December 12, 2017

Landmark ruling

Tuesday, December 23, 2014

After legal rights for orangutan, lawyers vow to fight cruelty

Days after a court ruled that an orangutan that has lived 20 years at the Buenos Aires zoo is entitled to some legal rights enjoyed by humans, the head of the Association of Professional Lawyers for Animal Rights (Afada) Pablo Buompadre called for an investigation into animal cruetly in the country.

“We believe incarceration and animal cruelty are not fair. We ask that it be investigated, but so far we have obtained an unprecedented ruling,” Buompadre told state-run news agency Télam.

The ruling came a month after a local animal rights group filed a habeas corpus writ in favor of Sandra, who was born in Germany but has lived in captivity in Buenos Aires most of her life.
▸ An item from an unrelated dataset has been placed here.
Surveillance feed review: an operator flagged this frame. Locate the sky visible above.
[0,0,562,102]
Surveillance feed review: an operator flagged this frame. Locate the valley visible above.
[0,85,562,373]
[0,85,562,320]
“Following a dynamic... judicial interpretation, it is necessary to recognize that the animal is subject to rights, and should be protected,” said the December 18 ruling, published Monday.

Andrés Gil Dominguez, who represented the orangutan, said the “unprecedented” ruling paves the way for the habeas corpus rights to be accepted by the courts and for Sandra to be released at a sanctuary.

“It sets a precedent that changes the paradigm of animal guardianship and will impact their rights... It will lead to a lot of discussions,” Gil Dominguez said. “From this ruling forward ... the discussion will be whether captivity in itself damages their rights.”

Yesterday, Buompadre played down initial expectations following the decision.

“These processes take time, we need to carry out medical examinations to see if she can endure the trip” that brings Sandra to the sanctuary, the head of Afada said.

This is hardly the first case in Argentina to recognize animal rights. Cock fighting, for example, has been declared illegal and there are specific rules against animal abuse, as well as regulation on working animals.

Similar case

Earlier this month, a New York appeals court ruled that a chimpanzee is not entitled to the rights of a human and does not have to be freed by its owner. The three-judge Appellate Division panel was unanimous in denying “legal personhood” to Tommy, who lives alone in a cage in upstate Fulton County.

A trial-level court had previously denied the Nonhuman Rights Project’s effort to have Tommy released. The group’s lawyer, Steven Wise, told the appeals court in October that the chimp’s living conditions are akin to a person in unlawful solitary confinement.

Wise argued that animals with human qualities, such as chimps, deserve basic rights, including freedom from imprisonment. He has also sought the release of three other chimps in New York and said he plans similar cases in other states. But the mid-level appeals court said there is neither precedent nor legal basis for treating animals as persons.